- Redacted receivers’ report raises serious concerns about Du Val Group
- Irregular accounting, questionable asset values need further investigation
- Level of concerns about financial management of group warranted statutory management
Receivers for the collapsed Du Val property group have highlighted irregular accounting, questioned valuations of assets, and related party transactions which led to the group being placed into statutory management last month.
A redacted initial report from the receivers of accounting firm PwC last month has just been released on High Court orders and it said further investigations were needed into various aspect of the Du Val group’s property and investment businesses.
“There is evidence of irregular accounting entries that have created assets that may not be legitimate and/or for which the recorded value is insufficiently supported.”
The PwC report said there were also concerns about transactions involving a trust run by the Du Val group founders and directors, Kenyon and Charlotte Clarke.
The group was recorded as buying intellectual property from the trust for $15 million, which created a loan balance to the trust, with the balance later reduced to $5.5m.
“As Du Val Group NZ Limited (in Receivership) does not have financial records in Xero we have been unable to determine the associated funds flow supporting these positions,” the report said.
“Further investigation is strongly recommended in this regard, including the basis for the initial purchase transaction and value attached.”
Unsupported valuations
The report also looked at valuations used in offers presented to investors to turn their investments in individual funds into shares in the Du Val Property Group (DVPG).
“The information memorandum referenced an internally produced valuation agreed by the directors of DVPG of $306m to $431m,” the report said, adding there no independent, external valuation.
The Du Val Group was placed into receivership early last month on the application on the Financial Markets Authority after an investigation into the group’s affairs.
The initial receivers’ report, which is the one just released, raised sufficient concerns for the FMA to recommend to the government to take the rarely used step to elevate the action to statutory management.
The receivers also reported evidence of business links and activities overseas, and that some of the Clarke’s personal expenses had been paid by the group.
Commerce Minister Andrew Bayly said at the time the Du Val group had significant liabilities and its position was so complex and large that statutory management was needed to prevent broader harm.
One of the receivers, John Fisk, put the extent of the financial shortfall in the group as high as $250m.
There were four core Du Val corporations and 20 associated limited partnerships, and 46 subsidiaries.
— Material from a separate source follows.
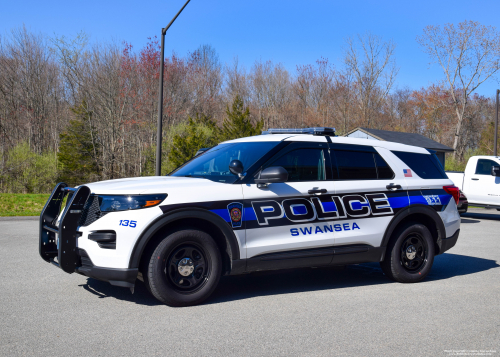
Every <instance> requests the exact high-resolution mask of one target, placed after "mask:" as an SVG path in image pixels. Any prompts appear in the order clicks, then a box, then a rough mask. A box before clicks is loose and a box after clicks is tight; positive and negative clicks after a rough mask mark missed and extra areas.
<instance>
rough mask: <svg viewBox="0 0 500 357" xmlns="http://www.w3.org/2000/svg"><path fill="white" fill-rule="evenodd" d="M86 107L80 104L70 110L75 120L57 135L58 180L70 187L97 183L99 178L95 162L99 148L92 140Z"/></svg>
mask: <svg viewBox="0 0 500 357" xmlns="http://www.w3.org/2000/svg"><path fill="white" fill-rule="evenodd" d="M86 107H87V106H86V103H85V102H82V104H80V105H79V106H77V107H73V108H71V111H72V112H73V113H74V114H75V116H76V119H73V120H70V122H69V126H68V127H67V128H66V130H65V131H64V132H62V133H61V134H60V135H59V138H60V144H59V152H58V154H57V158H58V161H59V164H60V165H61V174H60V177H59V180H60V181H64V182H66V183H68V184H71V185H78V184H82V183H85V182H89V181H90V182H92V181H97V180H99V178H100V170H99V165H98V160H97V158H98V157H99V156H98V155H99V146H98V144H97V143H96V140H93V134H95V133H94V128H93V127H92V125H91V122H92V121H91V118H92V113H91V112H89V111H88V110H87V109H86Z"/></svg>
One subsidiary was excluded as it was 50 percent owned by a third party and operated independently of the Du Val Group.
Du Val Group investment funds were aimed at so-called wholesale investors, deemed to be experienced and knowledgeable about such investments. About 120 investors were involved in the group when it went into receivership.
The PwC receivers said statutory management would provide certainty to all parties and allow work to continue on Du Val’s active construction projects.